The sub-£500 priced end of the British watch market has been in sharp decline since 2014, and Rotary has been rocked by changing consumer tastes, the rise of smartwatches from the major tech firms and, the company’s current managing director admits, significant operational failures.

This led to sales dropping for Rotary by 26.2% to £10.7 million from 2016 to 2017 and operating losses of more than £10 million across the two years (2016 -£5.5m, 2017 -£4.9m).

As the red ink flowed, Rotary’s owner Citychamp Watch & Jewellery Group (CWJ), promoted Peter McKenna to managing director in the summer of 2017, and he has been executing a turnaround plan ever since.

In refreshingly candid comments to WatchPro, Mr McKenna reveals that 2017 saw the culmination of, “A variety of strategic initiatives from previous years that did not play out well”.

“We took the brunt of the market downturn in 2017. Our cost base was not set up to deal with these shocks, hence the losses,” he adds.

CWJ approved a plan that required tough decisions to be made in 2017 that would likely take more than a year to feed through to improved performance.

For example, Rotary eliminated unprofitable sales channels, which impacted sales. It also restructured the workforce dramatically. “Some of that work impacted our customer service for a number of months in 2017 and that compounded these problems,” Mr McKenna recalls.

Work began in 2017 to reconfigure Rotary’s product families, and the business is seeing the benefit of that work now, according to Mr McKenna.

Product quality was also improved, Mr McKenna continues, and the company put in place a much improved customer service offer to both trade partners and consumers.

The turnaround will not be immediate, but has the full support and financial backing of CWJ. “We recognised our failings and put in place a four year plan to rebuild and recover,” says Mr McKenna. “We did the groundwork to reduce our fixed costs significantly,” he adds.

The 2017 accounts are almost 18 months old, and Rotary has not shared figures on the 2018 financial year. However, Mr Mckenna says: “We have substantially improved performance in 2018, and we believe now we are well placed to grow and generate the organic profitability that our investors demand going forward.

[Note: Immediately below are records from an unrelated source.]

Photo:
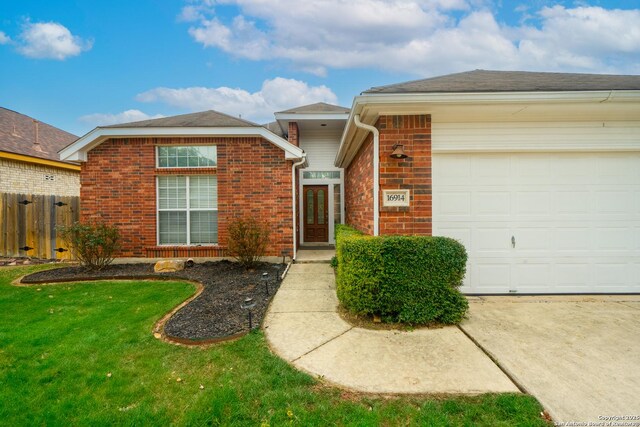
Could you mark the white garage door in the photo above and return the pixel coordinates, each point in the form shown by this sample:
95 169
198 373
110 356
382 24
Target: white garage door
542 222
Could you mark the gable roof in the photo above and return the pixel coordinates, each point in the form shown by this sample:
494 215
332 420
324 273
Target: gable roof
317 108
203 124
208 118
21 134
512 81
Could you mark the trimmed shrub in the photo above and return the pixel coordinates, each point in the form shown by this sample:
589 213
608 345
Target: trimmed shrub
94 244
409 279
248 240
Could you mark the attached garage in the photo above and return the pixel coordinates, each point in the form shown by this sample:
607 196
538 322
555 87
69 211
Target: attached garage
537 174
540 221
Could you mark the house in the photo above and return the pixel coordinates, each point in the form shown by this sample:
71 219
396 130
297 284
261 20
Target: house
29 161
38 191
538 174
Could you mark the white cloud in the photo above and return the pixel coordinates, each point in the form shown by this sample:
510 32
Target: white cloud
101 119
50 40
4 39
275 95
424 37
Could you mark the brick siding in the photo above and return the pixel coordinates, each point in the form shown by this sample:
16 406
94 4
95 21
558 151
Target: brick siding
118 185
31 178
412 173
358 187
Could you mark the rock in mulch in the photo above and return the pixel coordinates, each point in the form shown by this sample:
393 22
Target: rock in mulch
215 313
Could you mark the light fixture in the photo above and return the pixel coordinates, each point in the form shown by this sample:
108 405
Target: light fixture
398 152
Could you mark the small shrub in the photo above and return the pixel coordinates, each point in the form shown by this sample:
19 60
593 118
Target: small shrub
248 240
94 244
409 279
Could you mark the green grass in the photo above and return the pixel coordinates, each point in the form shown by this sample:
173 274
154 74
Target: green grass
59 342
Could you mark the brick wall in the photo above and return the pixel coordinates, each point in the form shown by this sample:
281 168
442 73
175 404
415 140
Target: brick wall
358 197
119 186
30 178
294 134
412 173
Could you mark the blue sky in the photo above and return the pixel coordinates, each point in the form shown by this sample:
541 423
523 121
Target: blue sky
79 64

We have the full support of our investors at CWJ in pursuing our turnaround plan.”

Ongoing work includes re-establishing trust with retailers through impeccable service, hitting the sweet-spot on price and working on segmentation to protect trade margins on the high street.

There have also been key hires including Duncan Harris, who moved from Timex to take the role of sales director at Rotary at the back of 2018, and the reintroduction of field visual merchandising teams in the UK.

And, “On a product front, AW18 was a huge hit,” Mr McKenna proclaims.